Do we even remember snow? For the last few weeks, we have been enjoying some of the hottest temperatures on record. But soaring temperatures is only one problem that HR Departments have to sweat on in the summer, and that can leave employers frustrated.
In a country where heat waves are an exception rather than a rule, these particular problems can be more taxing than usual. From stifling office environments to not-so-suitable summer clothes, HR needs to guide co-workers through at a time when most consider anywhere but at work is the place to be!
Here are 4 of the top issues that can get employers a little hot under the collar, and what you can do to handle them.
4 Issues That Get Employers Hot Under The Collar
- Soaring Office Temperatures
- Summer Dress
- Motivation, Motivation, Motivation
- Some Sneaky Time Off
Admittedly, this is obvious, but your office may be ill-equipped to cope when employees are expected to work in high temperatures. Fail to deal with the problem and things may get sticky – and it’s nothing to do with dripping ice-cream!
In Ireland, the HSA’s Safety, Health and Welfare at Work Regulations (2007) states that employers must ensure “the temperature in rooms containing workstations is appropriate for human beings”, relative to the “working methods” and “physical demands placed on the employees” and highlights a minimum temperature of 17.5°C.
In the UK, the minimum is 16°C for sedentary workers; 13°C for active workers. No maximum temperature is stated, but most agree temperatures should not go above 24°C.
What do you do? Well, you might think about opening a window, but perhaps a portable air conditioner is necessary to keep everyone comfortably cool.
What better way to stay cool during a hot summer than to wear an appropriately light and airy summer outfit. In fact, while you’ll already know about the concept of ‘dressing happy’, enclothed cognition studies have revealed that clothing has symbolic meaning, so we do stay more cognitively alert when in our ‘work clothes’ than if we dressed down.

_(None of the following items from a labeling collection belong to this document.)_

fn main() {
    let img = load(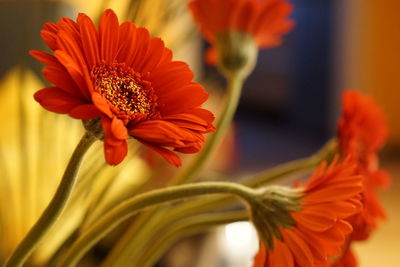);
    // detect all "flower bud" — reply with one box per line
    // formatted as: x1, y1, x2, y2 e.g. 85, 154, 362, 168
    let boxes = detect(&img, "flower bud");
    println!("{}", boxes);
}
216, 31, 258, 77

What can you do? Although a 3-piece suit is going to be hellish in the heat, there is room for compromise. But ‘appropriate’ is the key word here. Professional dress codes don’t include shorts, t-shirts, low-cut tank tops or flip-flops, so what’s fine for the beach just isn’t going to work. Keep in mind employee roles (especially safety equipment) but generally, smart casual covers it all.

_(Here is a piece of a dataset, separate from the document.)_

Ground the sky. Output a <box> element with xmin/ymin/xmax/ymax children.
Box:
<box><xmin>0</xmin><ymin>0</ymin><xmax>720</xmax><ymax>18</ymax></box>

It’s a constant concern, regardless of the weather outside, but motivation can be quickly undermined by the summer. It’s not only the flow of vacation departures, or even clients going away, it’s also the heat, lengthy lunches in the park, and the rush to leave to catch the evening rays. Focus and productivity can drop greatly.

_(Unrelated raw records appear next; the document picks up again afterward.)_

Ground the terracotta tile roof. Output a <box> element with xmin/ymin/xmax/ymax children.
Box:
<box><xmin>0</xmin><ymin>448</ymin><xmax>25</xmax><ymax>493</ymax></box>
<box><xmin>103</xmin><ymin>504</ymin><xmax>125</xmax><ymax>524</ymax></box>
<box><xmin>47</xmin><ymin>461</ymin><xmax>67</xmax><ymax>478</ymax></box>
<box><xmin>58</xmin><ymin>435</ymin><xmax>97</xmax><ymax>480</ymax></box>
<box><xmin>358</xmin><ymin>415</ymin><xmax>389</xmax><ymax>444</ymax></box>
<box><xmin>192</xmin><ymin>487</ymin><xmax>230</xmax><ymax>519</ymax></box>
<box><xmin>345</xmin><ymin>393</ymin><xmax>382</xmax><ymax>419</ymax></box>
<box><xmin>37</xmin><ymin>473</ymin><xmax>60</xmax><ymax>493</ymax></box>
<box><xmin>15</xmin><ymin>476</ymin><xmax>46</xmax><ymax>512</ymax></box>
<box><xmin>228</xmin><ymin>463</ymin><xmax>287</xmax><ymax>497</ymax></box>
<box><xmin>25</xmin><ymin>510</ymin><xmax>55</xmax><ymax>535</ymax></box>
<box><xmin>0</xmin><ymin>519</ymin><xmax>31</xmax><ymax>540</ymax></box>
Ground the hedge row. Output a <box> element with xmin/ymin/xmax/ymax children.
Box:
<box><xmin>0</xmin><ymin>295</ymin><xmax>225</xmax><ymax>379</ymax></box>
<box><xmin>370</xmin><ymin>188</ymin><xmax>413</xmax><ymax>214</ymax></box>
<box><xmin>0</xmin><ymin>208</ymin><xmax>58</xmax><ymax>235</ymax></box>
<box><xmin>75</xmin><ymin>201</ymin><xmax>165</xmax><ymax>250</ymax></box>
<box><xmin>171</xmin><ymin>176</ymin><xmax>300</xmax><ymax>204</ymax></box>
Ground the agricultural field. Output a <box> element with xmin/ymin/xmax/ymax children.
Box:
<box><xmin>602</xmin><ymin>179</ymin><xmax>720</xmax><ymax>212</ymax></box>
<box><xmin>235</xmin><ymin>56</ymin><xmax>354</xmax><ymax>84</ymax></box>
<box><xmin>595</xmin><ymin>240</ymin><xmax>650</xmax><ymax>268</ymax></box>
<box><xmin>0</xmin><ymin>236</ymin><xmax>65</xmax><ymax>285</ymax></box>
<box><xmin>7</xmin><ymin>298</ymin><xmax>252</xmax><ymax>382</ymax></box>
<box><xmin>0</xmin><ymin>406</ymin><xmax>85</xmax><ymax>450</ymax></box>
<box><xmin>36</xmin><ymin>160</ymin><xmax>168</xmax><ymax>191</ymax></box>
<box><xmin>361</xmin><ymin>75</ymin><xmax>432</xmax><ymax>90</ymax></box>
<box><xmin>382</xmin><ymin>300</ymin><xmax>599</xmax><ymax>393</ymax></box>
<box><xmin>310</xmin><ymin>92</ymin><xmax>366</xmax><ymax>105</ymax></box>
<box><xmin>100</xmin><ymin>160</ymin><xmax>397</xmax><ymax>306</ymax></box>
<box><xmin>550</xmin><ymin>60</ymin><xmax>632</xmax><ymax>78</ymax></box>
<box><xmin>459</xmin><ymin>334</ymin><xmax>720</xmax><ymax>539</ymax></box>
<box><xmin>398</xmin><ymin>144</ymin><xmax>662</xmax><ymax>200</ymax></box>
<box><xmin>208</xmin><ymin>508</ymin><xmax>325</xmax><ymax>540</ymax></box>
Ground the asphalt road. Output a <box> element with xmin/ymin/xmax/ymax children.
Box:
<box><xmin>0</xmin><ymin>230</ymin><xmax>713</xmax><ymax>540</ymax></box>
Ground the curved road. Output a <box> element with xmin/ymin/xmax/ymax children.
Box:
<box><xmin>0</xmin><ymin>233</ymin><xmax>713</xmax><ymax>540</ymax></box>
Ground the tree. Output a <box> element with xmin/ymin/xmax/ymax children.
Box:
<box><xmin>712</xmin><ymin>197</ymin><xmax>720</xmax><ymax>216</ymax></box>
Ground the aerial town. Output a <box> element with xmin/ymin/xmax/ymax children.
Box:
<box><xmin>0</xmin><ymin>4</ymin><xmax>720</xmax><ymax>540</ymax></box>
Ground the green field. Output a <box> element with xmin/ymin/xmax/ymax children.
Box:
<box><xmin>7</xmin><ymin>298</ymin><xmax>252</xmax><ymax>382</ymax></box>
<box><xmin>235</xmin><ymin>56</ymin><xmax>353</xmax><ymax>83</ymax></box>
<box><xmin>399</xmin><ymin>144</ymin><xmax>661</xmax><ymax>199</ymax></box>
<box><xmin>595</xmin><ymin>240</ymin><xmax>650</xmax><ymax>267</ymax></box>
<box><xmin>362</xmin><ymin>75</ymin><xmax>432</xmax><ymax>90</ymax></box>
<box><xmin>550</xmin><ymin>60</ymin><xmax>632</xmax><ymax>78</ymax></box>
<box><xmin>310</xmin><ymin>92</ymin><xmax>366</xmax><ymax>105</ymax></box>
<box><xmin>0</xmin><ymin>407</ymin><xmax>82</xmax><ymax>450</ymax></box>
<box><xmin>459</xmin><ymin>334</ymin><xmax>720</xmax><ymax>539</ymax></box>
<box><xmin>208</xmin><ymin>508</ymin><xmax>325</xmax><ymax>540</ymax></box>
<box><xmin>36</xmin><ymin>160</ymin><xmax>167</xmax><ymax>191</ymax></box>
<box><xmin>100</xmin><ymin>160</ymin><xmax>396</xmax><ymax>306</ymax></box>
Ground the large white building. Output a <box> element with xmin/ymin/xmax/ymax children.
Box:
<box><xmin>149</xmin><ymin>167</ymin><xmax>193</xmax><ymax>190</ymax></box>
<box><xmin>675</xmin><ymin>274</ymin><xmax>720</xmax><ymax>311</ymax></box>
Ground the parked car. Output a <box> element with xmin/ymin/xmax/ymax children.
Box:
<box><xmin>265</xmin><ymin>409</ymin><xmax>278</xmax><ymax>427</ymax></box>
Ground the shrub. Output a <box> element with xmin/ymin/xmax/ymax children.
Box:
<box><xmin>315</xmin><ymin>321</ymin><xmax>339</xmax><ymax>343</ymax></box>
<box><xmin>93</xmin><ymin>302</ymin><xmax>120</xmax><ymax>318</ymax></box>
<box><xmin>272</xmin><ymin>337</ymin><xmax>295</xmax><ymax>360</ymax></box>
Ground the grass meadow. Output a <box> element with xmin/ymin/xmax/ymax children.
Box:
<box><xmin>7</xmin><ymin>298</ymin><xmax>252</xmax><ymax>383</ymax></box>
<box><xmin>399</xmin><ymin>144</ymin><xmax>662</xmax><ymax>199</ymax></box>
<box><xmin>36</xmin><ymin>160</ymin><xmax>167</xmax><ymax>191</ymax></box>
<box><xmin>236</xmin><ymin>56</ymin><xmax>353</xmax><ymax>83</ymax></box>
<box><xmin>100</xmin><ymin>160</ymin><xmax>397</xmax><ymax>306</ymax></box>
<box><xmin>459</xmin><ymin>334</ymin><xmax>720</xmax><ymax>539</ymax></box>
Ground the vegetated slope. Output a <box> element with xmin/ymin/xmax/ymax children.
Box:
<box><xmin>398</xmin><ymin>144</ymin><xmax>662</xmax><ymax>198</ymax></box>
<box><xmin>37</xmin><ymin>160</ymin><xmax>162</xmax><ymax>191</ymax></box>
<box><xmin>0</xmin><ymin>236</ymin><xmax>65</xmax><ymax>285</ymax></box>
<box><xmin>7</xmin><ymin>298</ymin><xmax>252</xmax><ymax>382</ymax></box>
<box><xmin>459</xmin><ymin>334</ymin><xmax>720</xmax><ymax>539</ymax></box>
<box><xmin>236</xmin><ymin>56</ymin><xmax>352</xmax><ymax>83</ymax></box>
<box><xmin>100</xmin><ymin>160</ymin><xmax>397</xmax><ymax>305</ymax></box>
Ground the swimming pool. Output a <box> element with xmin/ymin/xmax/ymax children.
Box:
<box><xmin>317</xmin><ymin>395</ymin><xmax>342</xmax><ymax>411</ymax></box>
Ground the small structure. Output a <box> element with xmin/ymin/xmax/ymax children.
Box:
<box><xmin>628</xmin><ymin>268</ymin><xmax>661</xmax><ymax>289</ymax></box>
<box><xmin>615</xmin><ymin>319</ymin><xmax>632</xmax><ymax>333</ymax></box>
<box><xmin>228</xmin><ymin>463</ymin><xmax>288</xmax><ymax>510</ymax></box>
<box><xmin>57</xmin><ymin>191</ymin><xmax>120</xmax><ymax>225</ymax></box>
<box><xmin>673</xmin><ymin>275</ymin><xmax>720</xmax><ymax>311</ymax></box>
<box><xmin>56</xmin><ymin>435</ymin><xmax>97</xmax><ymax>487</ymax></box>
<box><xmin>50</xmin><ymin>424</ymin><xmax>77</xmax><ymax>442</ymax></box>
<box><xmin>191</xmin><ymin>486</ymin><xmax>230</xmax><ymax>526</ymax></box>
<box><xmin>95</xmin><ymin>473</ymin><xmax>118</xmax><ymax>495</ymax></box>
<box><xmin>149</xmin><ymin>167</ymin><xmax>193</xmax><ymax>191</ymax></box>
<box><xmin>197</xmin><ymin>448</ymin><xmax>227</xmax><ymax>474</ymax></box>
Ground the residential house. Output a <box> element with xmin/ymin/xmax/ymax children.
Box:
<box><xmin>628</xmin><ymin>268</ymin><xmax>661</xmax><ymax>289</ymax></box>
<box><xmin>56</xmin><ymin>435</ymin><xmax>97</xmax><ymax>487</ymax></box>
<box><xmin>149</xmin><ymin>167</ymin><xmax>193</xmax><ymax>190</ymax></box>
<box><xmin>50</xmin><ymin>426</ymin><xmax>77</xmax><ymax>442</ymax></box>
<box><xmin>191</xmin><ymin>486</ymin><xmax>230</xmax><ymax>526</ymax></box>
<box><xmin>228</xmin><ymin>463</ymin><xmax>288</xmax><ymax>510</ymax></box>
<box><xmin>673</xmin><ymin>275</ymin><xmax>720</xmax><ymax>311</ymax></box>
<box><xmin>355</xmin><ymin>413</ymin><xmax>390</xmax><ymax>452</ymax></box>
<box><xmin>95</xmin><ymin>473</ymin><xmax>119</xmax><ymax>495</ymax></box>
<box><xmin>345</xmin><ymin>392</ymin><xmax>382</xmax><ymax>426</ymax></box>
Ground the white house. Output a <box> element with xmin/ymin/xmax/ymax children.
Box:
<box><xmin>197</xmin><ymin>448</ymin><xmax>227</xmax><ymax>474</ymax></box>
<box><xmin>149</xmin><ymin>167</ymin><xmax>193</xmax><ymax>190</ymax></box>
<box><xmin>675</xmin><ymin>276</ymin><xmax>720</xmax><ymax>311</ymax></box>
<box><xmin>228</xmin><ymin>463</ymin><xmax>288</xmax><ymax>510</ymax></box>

What do you do? Allocate specific responsibilities to individual employees; or, if you’ve already done that, remind them of their priorities. You don’t need to be unkind, but distractions can easily be put to bed through simple reminders over how important their role is in the company achieving its aims. And the golden word is ‘together’.
Is there anything more maddening than finding out a colleague is on holiday AGAIN in the middle of the best weather of the year! Well, as frustrating as it might be, as long as these co-workers went through the proper channels, they’re entitled to take time off.
Of course, the problem is when they didn’t go about things correctly. Their request may have been declined based on the dates or not authorized at all, but, in either case, the matter will have to be investigated. What is crucial is that HR takes an impartial view, gathers the facts so that the reasons for the absence can be fully understood, and only then makes a judgment. If the reason is not genuine, disciplinary measures in line with stated policy need to kick in.